High court agrees to hear Catholic church tax case
The US Supreme Court said yesterday it will consider invalidating a lawsuit that seeks to strip the Roman Catholic Church of its tax-exempt status because of the church's anti-abortion lobbying. The justices agreed to decide whether ``pro-choice'' organizations and individuals have the proper legal standing to sue the federal government over the church's tax status.
The court's decision is expected by July.
US banks' summer gains fail to offset dismal year
The nation's banks posted record profits of $5.8 billion last summer, partly offsetting an all-time high loss of $10.6 billion sustained from April through June, the government's Federal Deposit Insurance Corporation said yesterday.
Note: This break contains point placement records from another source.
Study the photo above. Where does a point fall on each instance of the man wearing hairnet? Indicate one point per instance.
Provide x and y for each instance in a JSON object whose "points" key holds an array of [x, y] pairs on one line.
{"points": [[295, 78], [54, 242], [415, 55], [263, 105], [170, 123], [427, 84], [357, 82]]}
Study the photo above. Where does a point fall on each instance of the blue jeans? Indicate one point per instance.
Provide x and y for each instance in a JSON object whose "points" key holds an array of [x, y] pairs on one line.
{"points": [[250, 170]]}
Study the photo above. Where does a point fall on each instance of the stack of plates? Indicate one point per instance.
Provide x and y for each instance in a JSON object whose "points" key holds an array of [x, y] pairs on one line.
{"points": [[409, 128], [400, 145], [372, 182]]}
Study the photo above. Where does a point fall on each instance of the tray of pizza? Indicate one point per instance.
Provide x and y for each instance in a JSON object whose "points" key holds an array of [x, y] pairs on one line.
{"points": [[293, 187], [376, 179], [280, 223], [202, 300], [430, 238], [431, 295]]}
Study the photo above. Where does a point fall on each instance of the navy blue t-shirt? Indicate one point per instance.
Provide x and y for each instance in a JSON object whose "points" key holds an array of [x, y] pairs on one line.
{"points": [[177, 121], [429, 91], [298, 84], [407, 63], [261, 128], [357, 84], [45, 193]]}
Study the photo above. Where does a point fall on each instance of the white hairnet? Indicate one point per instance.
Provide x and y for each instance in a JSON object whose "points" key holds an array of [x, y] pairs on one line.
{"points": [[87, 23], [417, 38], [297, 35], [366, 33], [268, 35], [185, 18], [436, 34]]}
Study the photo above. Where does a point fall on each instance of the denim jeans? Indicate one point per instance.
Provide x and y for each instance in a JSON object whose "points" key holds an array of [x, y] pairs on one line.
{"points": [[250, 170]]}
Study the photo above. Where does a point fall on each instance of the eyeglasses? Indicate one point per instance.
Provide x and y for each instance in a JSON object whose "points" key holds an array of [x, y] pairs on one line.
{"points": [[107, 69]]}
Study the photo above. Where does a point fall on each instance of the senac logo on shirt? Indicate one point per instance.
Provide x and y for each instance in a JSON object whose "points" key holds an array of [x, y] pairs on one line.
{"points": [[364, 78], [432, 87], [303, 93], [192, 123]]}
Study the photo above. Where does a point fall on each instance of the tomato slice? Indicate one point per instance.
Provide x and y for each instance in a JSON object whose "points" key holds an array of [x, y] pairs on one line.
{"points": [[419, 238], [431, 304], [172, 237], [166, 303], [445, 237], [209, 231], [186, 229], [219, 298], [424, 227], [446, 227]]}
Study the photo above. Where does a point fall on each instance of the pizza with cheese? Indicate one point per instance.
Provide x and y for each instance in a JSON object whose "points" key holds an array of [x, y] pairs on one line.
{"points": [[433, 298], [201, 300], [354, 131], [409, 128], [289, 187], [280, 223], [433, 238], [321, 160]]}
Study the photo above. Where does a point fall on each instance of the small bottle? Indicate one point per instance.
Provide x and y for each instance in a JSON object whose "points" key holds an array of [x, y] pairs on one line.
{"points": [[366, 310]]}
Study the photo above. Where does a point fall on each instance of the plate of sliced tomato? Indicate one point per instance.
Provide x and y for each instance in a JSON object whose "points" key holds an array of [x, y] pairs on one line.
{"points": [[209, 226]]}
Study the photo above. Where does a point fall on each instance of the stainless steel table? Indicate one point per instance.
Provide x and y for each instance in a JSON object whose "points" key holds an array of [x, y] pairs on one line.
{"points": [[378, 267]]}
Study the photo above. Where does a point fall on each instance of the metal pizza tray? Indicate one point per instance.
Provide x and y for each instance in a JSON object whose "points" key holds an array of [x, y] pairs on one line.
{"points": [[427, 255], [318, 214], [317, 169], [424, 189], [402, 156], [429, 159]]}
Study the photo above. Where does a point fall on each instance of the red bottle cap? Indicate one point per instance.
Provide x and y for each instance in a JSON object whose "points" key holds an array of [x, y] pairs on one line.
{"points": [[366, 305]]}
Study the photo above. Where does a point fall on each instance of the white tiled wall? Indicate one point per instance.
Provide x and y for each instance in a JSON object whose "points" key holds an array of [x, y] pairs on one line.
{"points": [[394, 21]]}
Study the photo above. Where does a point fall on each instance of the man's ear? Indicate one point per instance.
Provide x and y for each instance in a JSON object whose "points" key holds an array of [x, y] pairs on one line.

But FDIC chairman William Seidman said the upswing in the July-September quarter would not prevent 1987 from being the worst year for US banks since 1934.
For the record
New Delhi's chief of police returned to work yesterday after being suspended for 15 days because his car got in the way of a Soviet motorcade. Cuban President Castro has announced that Cuba will build a medical center for victims of El Salvador's civil war, a state-run news agency said yesterday.
Voters in the Seychelles elected a new four-year Parliament Sunday, and electoral officers reported an increase in turnout over the last general election held under the country's one-party system.
Three people died and at least nine were wounded in weekend violence in South Africa's Natal Province between black factions while their leaders wrangled over peace terms.
In Lima, Peru, at least 15 people were killed and over 100 missing after a mud slide engulfed four villages in the central Peruvian jungle, police said yesterday.